En réaction à cette recrudescence des razzias, plusieurs centaines de jeunes, de migrants et d’autres membres du réseau euro-africain se rassemblent le soir même en un cercle de protestation sur la place du centre de vacances. On y entend des paroles de solidarité avec les victimes d’arrestations, pour la légalisation des sans-papiers, pour la liberté de circulation et l’égalité des droits, contre la collaboration des régimes arabes avec l’UE, on y dénonce le non-respect des droits des personnes marginalisées au Maghreb, et des participants de différents pays prononcent de courts discours. Les jeunes Marocains se solidarisent ouvertement avec les migrants subsahariens, et ils le montrent non seulement par des actions de protestation et des propositions de déclarations politiques, mais aussi, tard dans la soirée, par une invitation à danser sur de la musique disco arabe.

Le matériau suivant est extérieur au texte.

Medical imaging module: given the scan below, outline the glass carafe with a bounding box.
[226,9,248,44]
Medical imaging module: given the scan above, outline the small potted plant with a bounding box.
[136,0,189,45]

Le Maroc et la politique européenne d’immigration

Environ 300 personnes participent à l’atelier sur ce thème2. Les interventions des participants témoignent dans leur ensemble que l’UE mène une politique de «migration kleenex». La métaphore souligne le fait que l’immigration n’est souhaitée que lorsqu’elle correspond à une nécessité économique, c’est-à-dire que les immigrés sont utilisés comme des mouchoirs en papier jetables. Un exemple actuel est cité: celui du recrutement des femmes marocaines pour la récolte des fraises en Espagne.3

Par contre l’immigration non souhaitée se présente sous plusieurs formes. Nous parlons longuement avec un jeune Camerounais qui a vécu l’assaut du grillage de la frontière à l’enclave de Ceuta en octobre 2005. Il fait partie de ceux qui n’ont pas réussi à arriver en Europe, et ils sont nombreux, mais d’avoir participé à cette action lui permet maintenant d’en aider d’autres à fuir: utiliser des échelles et avoir un plan d’action d’ensemble représente un défi logistique collectif non négligeable. Depuis ces événements, il vit à Rabat où il tente de fonder une organisation forte de sans-papiers. Pour lui, le Forum est le lieu approprié pour échanger avec d’autres militants antiracistes et développer sa stratégie.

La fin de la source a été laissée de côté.